Where Pith is reading between the lines
- The same retrieval-plus-experts pattern could be tested on other online learning settings where error regimes shift abruptly, such as anomaly detection streams.
- If regime separation proves stable, the approach might reduce the frequency of full recalibration needed in production forecasting pipelines.
- One could check whether the learned expert weights themselves serve as interpretable indicators of which error regime is active at any moment.

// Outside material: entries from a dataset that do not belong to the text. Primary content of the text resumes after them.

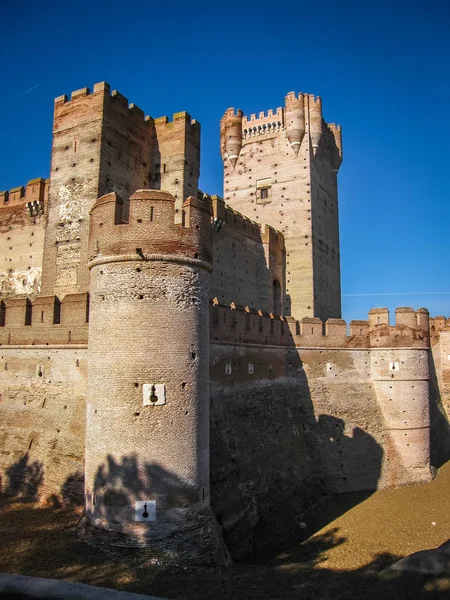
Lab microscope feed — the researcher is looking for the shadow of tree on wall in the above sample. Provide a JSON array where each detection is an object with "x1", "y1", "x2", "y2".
[
  {"x1": 1, "y1": 452, "x2": 44, "y2": 500},
  {"x1": 89, "y1": 454, "x2": 198, "y2": 531},
  {"x1": 428, "y1": 351, "x2": 450, "y2": 469},
  {"x1": 211, "y1": 342, "x2": 383, "y2": 560}
]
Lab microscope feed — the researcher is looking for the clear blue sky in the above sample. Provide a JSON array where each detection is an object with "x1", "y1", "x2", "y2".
[{"x1": 0, "y1": 0, "x2": 450, "y2": 320}]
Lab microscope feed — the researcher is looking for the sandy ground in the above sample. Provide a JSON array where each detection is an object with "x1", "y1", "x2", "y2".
[{"x1": 0, "y1": 462, "x2": 450, "y2": 600}]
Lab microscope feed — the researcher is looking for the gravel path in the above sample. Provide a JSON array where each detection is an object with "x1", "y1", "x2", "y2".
[{"x1": 0, "y1": 462, "x2": 450, "y2": 600}]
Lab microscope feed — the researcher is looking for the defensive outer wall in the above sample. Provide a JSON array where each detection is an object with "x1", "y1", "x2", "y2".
[{"x1": 0, "y1": 84, "x2": 450, "y2": 563}]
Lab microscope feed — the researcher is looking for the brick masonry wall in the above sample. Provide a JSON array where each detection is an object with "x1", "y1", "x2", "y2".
[
  {"x1": 211, "y1": 196, "x2": 285, "y2": 314},
  {"x1": 0, "y1": 179, "x2": 48, "y2": 299},
  {"x1": 0, "y1": 346, "x2": 87, "y2": 504},
  {"x1": 211, "y1": 343, "x2": 431, "y2": 553},
  {"x1": 221, "y1": 95, "x2": 341, "y2": 319}
]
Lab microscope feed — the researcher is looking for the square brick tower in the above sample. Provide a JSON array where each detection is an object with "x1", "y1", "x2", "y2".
[
  {"x1": 42, "y1": 82, "x2": 200, "y2": 298},
  {"x1": 221, "y1": 92, "x2": 342, "y2": 320}
]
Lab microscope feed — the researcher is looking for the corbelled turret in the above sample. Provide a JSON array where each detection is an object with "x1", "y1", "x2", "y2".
[
  {"x1": 220, "y1": 108, "x2": 243, "y2": 169},
  {"x1": 284, "y1": 92, "x2": 305, "y2": 156},
  {"x1": 305, "y1": 94, "x2": 322, "y2": 156}
]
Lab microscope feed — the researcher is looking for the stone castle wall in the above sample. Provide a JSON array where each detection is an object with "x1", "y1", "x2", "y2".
[
  {"x1": 221, "y1": 93, "x2": 341, "y2": 320},
  {"x1": 0, "y1": 83, "x2": 450, "y2": 562},
  {"x1": 0, "y1": 179, "x2": 49, "y2": 299}
]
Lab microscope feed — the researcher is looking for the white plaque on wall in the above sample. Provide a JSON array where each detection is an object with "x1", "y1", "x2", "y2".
[
  {"x1": 134, "y1": 500, "x2": 156, "y2": 523},
  {"x1": 142, "y1": 383, "x2": 166, "y2": 406}
]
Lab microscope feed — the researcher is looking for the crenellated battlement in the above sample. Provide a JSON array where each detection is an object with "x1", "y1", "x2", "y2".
[
  {"x1": 0, "y1": 177, "x2": 50, "y2": 209},
  {"x1": 89, "y1": 190, "x2": 211, "y2": 263},
  {"x1": 55, "y1": 81, "x2": 153, "y2": 124},
  {"x1": 430, "y1": 316, "x2": 450, "y2": 333},
  {"x1": 211, "y1": 298, "x2": 429, "y2": 348},
  {"x1": 153, "y1": 111, "x2": 200, "y2": 130},
  {"x1": 241, "y1": 107, "x2": 284, "y2": 130}
]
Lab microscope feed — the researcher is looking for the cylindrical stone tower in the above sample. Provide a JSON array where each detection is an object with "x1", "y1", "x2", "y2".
[
  {"x1": 220, "y1": 108, "x2": 243, "y2": 169},
  {"x1": 284, "y1": 92, "x2": 305, "y2": 156},
  {"x1": 85, "y1": 190, "x2": 226, "y2": 563}
]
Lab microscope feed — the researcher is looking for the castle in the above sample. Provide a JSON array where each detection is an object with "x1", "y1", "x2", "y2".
[{"x1": 0, "y1": 83, "x2": 450, "y2": 563}]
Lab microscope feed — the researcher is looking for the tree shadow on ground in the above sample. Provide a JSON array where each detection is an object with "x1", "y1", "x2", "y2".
[
  {"x1": 0, "y1": 498, "x2": 450, "y2": 600},
  {"x1": 1, "y1": 452, "x2": 44, "y2": 500}
]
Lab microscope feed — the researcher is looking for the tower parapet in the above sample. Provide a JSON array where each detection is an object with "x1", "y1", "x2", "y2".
[
  {"x1": 220, "y1": 108, "x2": 243, "y2": 169},
  {"x1": 86, "y1": 190, "x2": 225, "y2": 562},
  {"x1": 220, "y1": 92, "x2": 342, "y2": 320},
  {"x1": 284, "y1": 92, "x2": 306, "y2": 156}
]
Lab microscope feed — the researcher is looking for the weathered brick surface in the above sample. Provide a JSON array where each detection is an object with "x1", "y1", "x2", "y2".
[
  {"x1": 221, "y1": 94, "x2": 341, "y2": 319},
  {"x1": 0, "y1": 179, "x2": 49, "y2": 299},
  {"x1": 0, "y1": 346, "x2": 87, "y2": 504},
  {"x1": 0, "y1": 83, "x2": 450, "y2": 562}
]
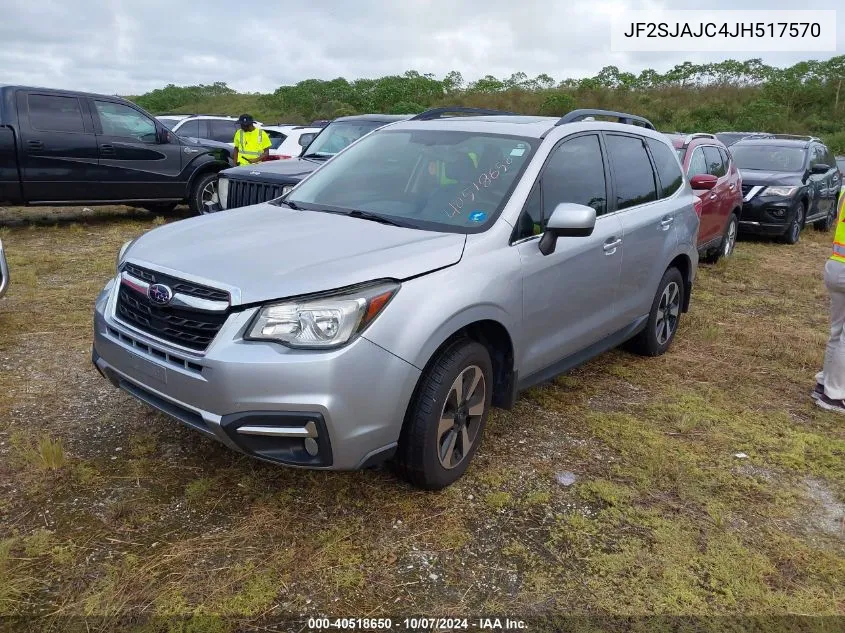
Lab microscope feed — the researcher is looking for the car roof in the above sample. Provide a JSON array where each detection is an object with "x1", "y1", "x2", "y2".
[
  {"x1": 390, "y1": 115, "x2": 667, "y2": 143},
  {"x1": 731, "y1": 138, "x2": 818, "y2": 149}
]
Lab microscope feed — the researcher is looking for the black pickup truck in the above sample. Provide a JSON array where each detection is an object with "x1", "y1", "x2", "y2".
[{"x1": 0, "y1": 86, "x2": 229, "y2": 212}]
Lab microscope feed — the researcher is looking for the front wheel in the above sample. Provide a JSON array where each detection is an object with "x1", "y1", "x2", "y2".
[
  {"x1": 188, "y1": 172, "x2": 219, "y2": 215},
  {"x1": 783, "y1": 202, "x2": 805, "y2": 244},
  {"x1": 628, "y1": 267, "x2": 684, "y2": 356},
  {"x1": 395, "y1": 339, "x2": 493, "y2": 490}
]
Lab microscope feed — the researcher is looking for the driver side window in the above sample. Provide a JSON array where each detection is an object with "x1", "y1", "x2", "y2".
[
  {"x1": 94, "y1": 101, "x2": 156, "y2": 143},
  {"x1": 514, "y1": 134, "x2": 607, "y2": 240}
]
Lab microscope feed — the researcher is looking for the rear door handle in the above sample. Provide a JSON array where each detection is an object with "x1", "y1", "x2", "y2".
[{"x1": 602, "y1": 237, "x2": 622, "y2": 255}]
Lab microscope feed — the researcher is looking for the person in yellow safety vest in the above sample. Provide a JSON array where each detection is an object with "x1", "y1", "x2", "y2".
[
  {"x1": 813, "y1": 190, "x2": 845, "y2": 413},
  {"x1": 232, "y1": 114, "x2": 271, "y2": 165}
]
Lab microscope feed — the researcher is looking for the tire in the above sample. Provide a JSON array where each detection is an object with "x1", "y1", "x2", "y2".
[
  {"x1": 142, "y1": 202, "x2": 176, "y2": 215},
  {"x1": 394, "y1": 339, "x2": 493, "y2": 490},
  {"x1": 781, "y1": 202, "x2": 807, "y2": 244},
  {"x1": 188, "y1": 172, "x2": 217, "y2": 215},
  {"x1": 813, "y1": 204, "x2": 838, "y2": 232},
  {"x1": 702, "y1": 213, "x2": 739, "y2": 264},
  {"x1": 627, "y1": 267, "x2": 685, "y2": 356}
]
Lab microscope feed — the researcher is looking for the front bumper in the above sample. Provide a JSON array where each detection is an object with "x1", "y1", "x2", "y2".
[
  {"x1": 739, "y1": 196, "x2": 796, "y2": 236},
  {"x1": 92, "y1": 282, "x2": 420, "y2": 470}
]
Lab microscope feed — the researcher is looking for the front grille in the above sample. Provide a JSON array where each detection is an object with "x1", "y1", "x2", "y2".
[
  {"x1": 123, "y1": 264, "x2": 229, "y2": 303},
  {"x1": 116, "y1": 282, "x2": 228, "y2": 352},
  {"x1": 226, "y1": 179, "x2": 287, "y2": 209}
]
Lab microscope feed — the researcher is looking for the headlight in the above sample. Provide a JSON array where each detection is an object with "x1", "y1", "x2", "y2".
[
  {"x1": 245, "y1": 282, "x2": 399, "y2": 349},
  {"x1": 763, "y1": 187, "x2": 798, "y2": 198},
  {"x1": 116, "y1": 238, "x2": 137, "y2": 270},
  {"x1": 217, "y1": 176, "x2": 229, "y2": 209}
]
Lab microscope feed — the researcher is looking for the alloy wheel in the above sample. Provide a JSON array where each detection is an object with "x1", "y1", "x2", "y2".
[
  {"x1": 654, "y1": 281, "x2": 681, "y2": 345},
  {"x1": 437, "y1": 365, "x2": 487, "y2": 470}
]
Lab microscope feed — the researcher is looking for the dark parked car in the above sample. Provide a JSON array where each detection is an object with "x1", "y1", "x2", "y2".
[
  {"x1": 207, "y1": 114, "x2": 411, "y2": 211},
  {"x1": 731, "y1": 136, "x2": 842, "y2": 244},
  {"x1": 714, "y1": 132, "x2": 773, "y2": 147},
  {"x1": 0, "y1": 86, "x2": 229, "y2": 212},
  {"x1": 667, "y1": 134, "x2": 742, "y2": 264}
]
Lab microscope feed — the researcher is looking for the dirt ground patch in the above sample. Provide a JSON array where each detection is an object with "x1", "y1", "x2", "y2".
[{"x1": 0, "y1": 208, "x2": 845, "y2": 631}]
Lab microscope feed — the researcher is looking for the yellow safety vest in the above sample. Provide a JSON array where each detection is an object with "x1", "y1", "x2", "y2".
[
  {"x1": 235, "y1": 127, "x2": 264, "y2": 165},
  {"x1": 830, "y1": 190, "x2": 845, "y2": 263}
]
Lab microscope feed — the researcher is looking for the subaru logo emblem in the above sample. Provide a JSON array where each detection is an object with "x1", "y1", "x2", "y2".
[{"x1": 147, "y1": 284, "x2": 173, "y2": 306}]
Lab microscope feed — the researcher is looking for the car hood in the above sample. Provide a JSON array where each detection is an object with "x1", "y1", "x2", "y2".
[
  {"x1": 126, "y1": 203, "x2": 466, "y2": 305},
  {"x1": 739, "y1": 169, "x2": 804, "y2": 187},
  {"x1": 220, "y1": 158, "x2": 323, "y2": 184}
]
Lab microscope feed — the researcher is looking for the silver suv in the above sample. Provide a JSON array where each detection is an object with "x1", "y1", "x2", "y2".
[{"x1": 93, "y1": 109, "x2": 699, "y2": 489}]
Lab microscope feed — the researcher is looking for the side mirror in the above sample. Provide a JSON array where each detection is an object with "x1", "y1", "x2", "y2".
[
  {"x1": 690, "y1": 174, "x2": 719, "y2": 189},
  {"x1": 540, "y1": 202, "x2": 596, "y2": 255}
]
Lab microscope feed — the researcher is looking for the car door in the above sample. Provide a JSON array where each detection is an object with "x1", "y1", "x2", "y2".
[
  {"x1": 702, "y1": 145, "x2": 733, "y2": 240},
  {"x1": 605, "y1": 133, "x2": 680, "y2": 323},
  {"x1": 16, "y1": 90, "x2": 98, "y2": 202},
  {"x1": 90, "y1": 98, "x2": 186, "y2": 200},
  {"x1": 514, "y1": 133, "x2": 622, "y2": 376},
  {"x1": 687, "y1": 145, "x2": 719, "y2": 247}
]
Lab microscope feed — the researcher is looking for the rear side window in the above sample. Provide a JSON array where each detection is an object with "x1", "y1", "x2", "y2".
[
  {"x1": 27, "y1": 95, "x2": 85, "y2": 133},
  {"x1": 206, "y1": 120, "x2": 235, "y2": 143},
  {"x1": 687, "y1": 147, "x2": 707, "y2": 180},
  {"x1": 176, "y1": 119, "x2": 200, "y2": 138},
  {"x1": 646, "y1": 138, "x2": 684, "y2": 198},
  {"x1": 704, "y1": 145, "x2": 727, "y2": 178},
  {"x1": 607, "y1": 134, "x2": 657, "y2": 210}
]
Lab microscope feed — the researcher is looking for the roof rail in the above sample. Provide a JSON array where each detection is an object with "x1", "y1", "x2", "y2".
[
  {"x1": 555, "y1": 109, "x2": 654, "y2": 130},
  {"x1": 772, "y1": 134, "x2": 821, "y2": 141},
  {"x1": 409, "y1": 106, "x2": 519, "y2": 121}
]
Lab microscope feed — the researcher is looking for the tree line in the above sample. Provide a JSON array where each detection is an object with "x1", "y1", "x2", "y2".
[{"x1": 132, "y1": 55, "x2": 845, "y2": 152}]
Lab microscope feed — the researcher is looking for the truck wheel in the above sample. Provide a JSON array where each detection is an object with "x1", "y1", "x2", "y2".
[
  {"x1": 627, "y1": 267, "x2": 684, "y2": 356},
  {"x1": 188, "y1": 172, "x2": 218, "y2": 215},
  {"x1": 394, "y1": 339, "x2": 493, "y2": 490}
]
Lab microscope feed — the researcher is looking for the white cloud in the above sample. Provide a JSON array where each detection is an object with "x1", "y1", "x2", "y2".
[{"x1": 0, "y1": 0, "x2": 845, "y2": 94}]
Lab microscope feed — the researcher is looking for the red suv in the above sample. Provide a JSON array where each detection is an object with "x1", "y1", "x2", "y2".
[{"x1": 667, "y1": 134, "x2": 742, "y2": 264}]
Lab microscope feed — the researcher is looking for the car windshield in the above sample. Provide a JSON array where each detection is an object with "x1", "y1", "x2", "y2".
[
  {"x1": 280, "y1": 130, "x2": 539, "y2": 233},
  {"x1": 306, "y1": 121, "x2": 384, "y2": 156},
  {"x1": 731, "y1": 144, "x2": 806, "y2": 171},
  {"x1": 158, "y1": 116, "x2": 181, "y2": 130}
]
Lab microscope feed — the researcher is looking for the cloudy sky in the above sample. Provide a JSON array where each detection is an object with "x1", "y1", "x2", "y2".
[{"x1": 0, "y1": 0, "x2": 845, "y2": 94}]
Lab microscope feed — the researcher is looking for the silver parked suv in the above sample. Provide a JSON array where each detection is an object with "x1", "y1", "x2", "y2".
[{"x1": 93, "y1": 108, "x2": 698, "y2": 489}]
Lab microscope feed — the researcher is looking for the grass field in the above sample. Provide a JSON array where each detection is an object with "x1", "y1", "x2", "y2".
[{"x1": 0, "y1": 208, "x2": 845, "y2": 631}]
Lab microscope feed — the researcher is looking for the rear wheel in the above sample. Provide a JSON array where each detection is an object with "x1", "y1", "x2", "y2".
[
  {"x1": 188, "y1": 172, "x2": 219, "y2": 215},
  {"x1": 782, "y1": 202, "x2": 806, "y2": 244},
  {"x1": 813, "y1": 205, "x2": 836, "y2": 231},
  {"x1": 395, "y1": 339, "x2": 493, "y2": 490},
  {"x1": 704, "y1": 213, "x2": 739, "y2": 264},
  {"x1": 628, "y1": 267, "x2": 684, "y2": 356}
]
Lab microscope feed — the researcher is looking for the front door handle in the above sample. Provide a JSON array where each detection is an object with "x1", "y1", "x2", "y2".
[{"x1": 602, "y1": 237, "x2": 622, "y2": 255}]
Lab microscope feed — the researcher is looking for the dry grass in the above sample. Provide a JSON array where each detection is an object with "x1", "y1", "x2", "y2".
[{"x1": 0, "y1": 209, "x2": 845, "y2": 631}]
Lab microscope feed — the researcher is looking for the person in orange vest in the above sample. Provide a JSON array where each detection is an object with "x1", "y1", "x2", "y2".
[{"x1": 813, "y1": 192, "x2": 845, "y2": 413}]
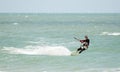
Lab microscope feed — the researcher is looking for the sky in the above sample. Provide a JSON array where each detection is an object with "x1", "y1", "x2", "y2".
[{"x1": 0, "y1": 0, "x2": 120, "y2": 13}]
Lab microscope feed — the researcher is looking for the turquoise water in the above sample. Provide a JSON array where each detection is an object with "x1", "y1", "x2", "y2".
[{"x1": 0, "y1": 13, "x2": 120, "y2": 72}]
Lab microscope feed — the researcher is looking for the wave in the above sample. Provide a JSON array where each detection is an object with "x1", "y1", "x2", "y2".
[
  {"x1": 2, "y1": 46, "x2": 71, "y2": 56},
  {"x1": 81, "y1": 68, "x2": 120, "y2": 72},
  {"x1": 100, "y1": 32, "x2": 120, "y2": 36}
]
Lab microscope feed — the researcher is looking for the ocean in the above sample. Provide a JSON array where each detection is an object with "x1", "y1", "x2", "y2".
[{"x1": 0, "y1": 13, "x2": 120, "y2": 72}]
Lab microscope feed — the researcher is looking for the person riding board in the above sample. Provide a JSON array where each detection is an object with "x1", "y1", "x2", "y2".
[{"x1": 74, "y1": 36, "x2": 90, "y2": 54}]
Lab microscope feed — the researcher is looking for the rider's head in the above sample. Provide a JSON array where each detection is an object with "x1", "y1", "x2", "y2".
[{"x1": 85, "y1": 35, "x2": 88, "y2": 39}]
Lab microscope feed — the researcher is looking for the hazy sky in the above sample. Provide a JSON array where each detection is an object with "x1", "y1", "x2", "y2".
[{"x1": 0, "y1": 0, "x2": 120, "y2": 13}]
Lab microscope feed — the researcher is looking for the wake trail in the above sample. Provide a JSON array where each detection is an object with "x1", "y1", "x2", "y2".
[{"x1": 2, "y1": 46, "x2": 71, "y2": 56}]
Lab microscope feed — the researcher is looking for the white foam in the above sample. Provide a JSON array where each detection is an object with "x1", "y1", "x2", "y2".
[
  {"x1": 100, "y1": 32, "x2": 120, "y2": 36},
  {"x1": 2, "y1": 46, "x2": 71, "y2": 56},
  {"x1": 13, "y1": 22, "x2": 19, "y2": 25}
]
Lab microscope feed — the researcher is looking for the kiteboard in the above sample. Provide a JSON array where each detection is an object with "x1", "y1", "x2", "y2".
[{"x1": 71, "y1": 51, "x2": 79, "y2": 56}]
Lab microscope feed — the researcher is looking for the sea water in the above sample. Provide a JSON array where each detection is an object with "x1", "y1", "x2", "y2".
[{"x1": 0, "y1": 13, "x2": 120, "y2": 72}]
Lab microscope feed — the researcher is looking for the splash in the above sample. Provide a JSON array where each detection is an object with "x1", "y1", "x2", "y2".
[
  {"x1": 100, "y1": 32, "x2": 120, "y2": 36},
  {"x1": 3, "y1": 46, "x2": 71, "y2": 56}
]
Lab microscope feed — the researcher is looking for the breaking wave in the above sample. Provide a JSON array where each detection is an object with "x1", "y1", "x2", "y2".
[{"x1": 2, "y1": 46, "x2": 71, "y2": 56}]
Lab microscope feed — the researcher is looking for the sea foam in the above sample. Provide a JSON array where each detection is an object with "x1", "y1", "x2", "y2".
[
  {"x1": 2, "y1": 46, "x2": 71, "y2": 56},
  {"x1": 100, "y1": 32, "x2": 120, "y2": 36}
]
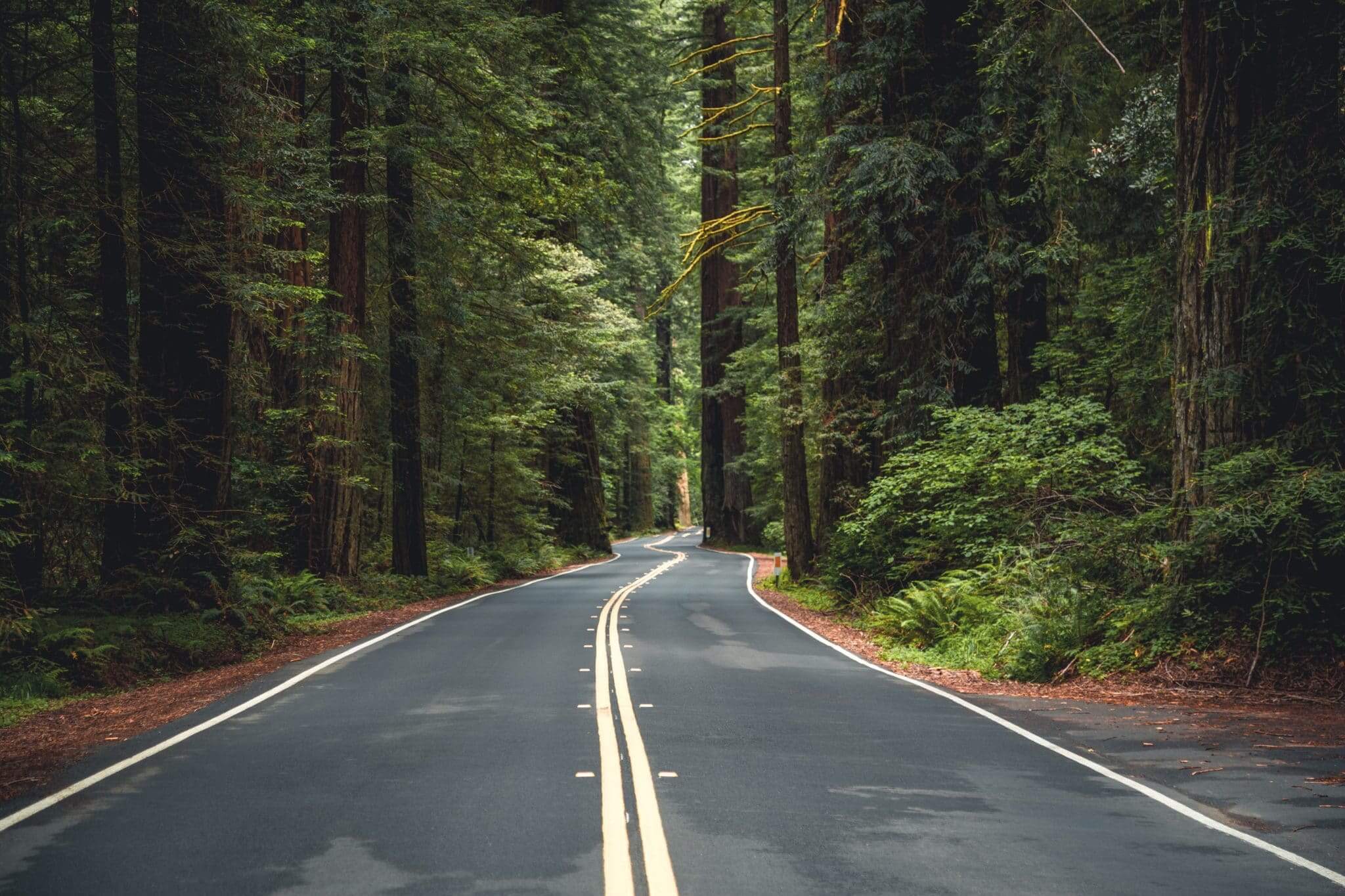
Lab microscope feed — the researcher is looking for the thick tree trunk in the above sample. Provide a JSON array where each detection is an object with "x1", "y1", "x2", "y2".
[
  {"x1": 89, "y1": 0, "x2": 136, "y2": 582},
  {"x1": 816, "y1": 0, "x2": 871, "y2": 551},
  {"x1": 308, "y1": 12, "x2": 368, "y2": 575},
  {"x1": 775, "y1": 0, "x2": 814, "y2": 580},
  {"x1": 653, "y1": 309, "x2": 672, "y2": 529},
  {"x1": 263, "y1": 56, "x2": 313, "y2": 570},
  {"x1": 136, "y1": 0, "x2": 231, "y2": 583},
  {"x1": 546, "y1": 407, "x2": 612, "y2": 552},
  {"x1": 0, "y1": 35, "x2": 46, "y2": 602},
  {"x1": 1173, "y1": 0, "x2": 1258, "y2": 536},
  {"x1": 625, "y1": 411, "x2": 653, "y2": 532},
  {"x1": 699, "y1": 4, "x2": 756, "y2": 543},
  {"x1": 925, "y1": 0, "x2": 1002, "y2": 406},
  {"x1": 387, "y1": 60, "x2": 429, "y2": 575}
]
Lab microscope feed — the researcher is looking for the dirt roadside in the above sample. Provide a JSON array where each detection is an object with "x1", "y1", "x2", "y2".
[
  {"x1": 0, "y1": 557, "x2": 615, "y2": 803},
  {"x1": 752, "y1": 553, "x2": 1345, "y2": 869}
]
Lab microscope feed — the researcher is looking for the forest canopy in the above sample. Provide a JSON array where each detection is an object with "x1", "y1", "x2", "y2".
[{"x1": 0, "y1": 0, "x2": 1345, "y2": 712}]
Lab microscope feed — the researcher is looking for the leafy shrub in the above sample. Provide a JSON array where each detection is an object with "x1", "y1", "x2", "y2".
[
  {"x1": 429, "y1": 542, "x2": 495, "y2": 592},
  {"x1": 827, "y1": 399, "x2": 1141, "y2": 591},
  {"x1": 869, "y1": 566, "x2": 990, "y2": 647}
]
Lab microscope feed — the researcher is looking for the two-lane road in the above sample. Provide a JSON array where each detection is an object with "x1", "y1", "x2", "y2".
[{"x1": 0, "y1": 533, "x2": 1341, "y2": 896}]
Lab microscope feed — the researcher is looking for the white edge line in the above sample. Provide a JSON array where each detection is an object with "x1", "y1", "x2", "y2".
[
  {"x1": 698, "y1": 545, "x2": 1345, "y2": 887},
  {"x1": 0, "y1": 552, "x2": 621, "y2": 832}
]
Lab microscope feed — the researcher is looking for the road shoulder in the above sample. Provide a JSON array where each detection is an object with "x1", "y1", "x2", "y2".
[
  {"x1": 0, "y1": 557, "x2": 611, "y2": 803},
  {"x1": 737, "y1": 553, "x2": 1345, "y2": 868}
]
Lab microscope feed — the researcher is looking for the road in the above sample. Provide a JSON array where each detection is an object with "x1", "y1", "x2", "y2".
[{"x1": 0, "y1": 532, "x2": 1345, "y2": 896}]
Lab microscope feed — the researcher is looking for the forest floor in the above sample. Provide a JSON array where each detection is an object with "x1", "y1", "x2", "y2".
[
  {"x1": 752, "y1": 552, "x2": 1345, "y2": 863},
  {"x1": 0, "y1": 557, "x2": 607, "y2": 803}
]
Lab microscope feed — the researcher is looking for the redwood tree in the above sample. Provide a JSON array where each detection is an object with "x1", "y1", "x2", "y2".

- Applying the method to multivariate series or to settings with known external regime triggers would test how far the cosine-attention separation generalizes.
Load-bearing premise
Distinct error regimes exist in the data and the mixture of cosine-attention experts can reliably separate them so that retrieved residuals remain relevant for the weighted quantile even when drift occurs.
What would settle it
On a time series dataset with documented regime shifts, remove the expert mixture and measure whether interval width improves by less than the reported margin over baselines while empirical coverage stays at the target level.
Figures
read the original abstract
Recent advances in uncertainty quantification for time series forecasting show that conformal prediction can provide reliable prediction intervals, yet standard conformal methods are often inefficient under temporal dependence, drift, and heterogeneous error behavior. Existing methods typically either update miscoverage rates over time or learn unconstrained calibration weights, without explicitly separating two central sources of nonstationarity: smoothly drifting error distributions and co-existing distinct error regimes. We introduce RareCP, a regime-aware retrieval method for adaptive conformal time series prediction. RareCP learns local calibration representations through a mixture of cosine-attention experts that each capture distinct error regimes, while a compact hypernetwork adapts the kernel parameters to track temporal drift. Given a new forecasting context, RareCP retrieves the top-k most relevant calibration examples, assigns similarity weights, and forms a weighted conformal quantile over their signed residuals, yielding asymmetric prediction intervals. The adaptive kernel is trained using a smooth interval score objective, with a parameter-space anchor to a lightweight teacher kernel to preserve stable local representations. On the GIFT-Eval benchmark, RareCP improves interval efficiency over recent conformal baselines and foundation model uncertainty estimates while maintaining empirical coverage. Ablations confirm that regime-specific experts, drift-adaptive kernels, sparse retrieval, and teacher anchoring each contribute to the final performance.
Editorial analysis
A structured set of objections, weighed in public.
Referee Report
Summary. The paper introduces RareCP, a regime-aware retrieval method for adaptive conformal prediction in time series forecasting. It learns local calibration representations via a mixture of cosine-attention experts to capture distinct error regimes, employs a compact hypernetwork to adapt kernel parameters for temporal drift, and retrieves the top-k most similar past calibration examples to compute similarity-weighted conformal quantiles over signed residuals, producing asymmetric prediction intervals. The adaptive kernel is trained with a smooth interval score objective and a parameter-space anchor to a teacher kernel. On the GIFT-Eval benchmark, RareCP is claimed to improve interval efficiency over recent conformal baselines and foundation model uncertainty estimates while maintaining empirical coverage, with ablations indicating that each component (regime experts, drift adaptation, sparse retrieval, teacher anchoring) contributes to performance.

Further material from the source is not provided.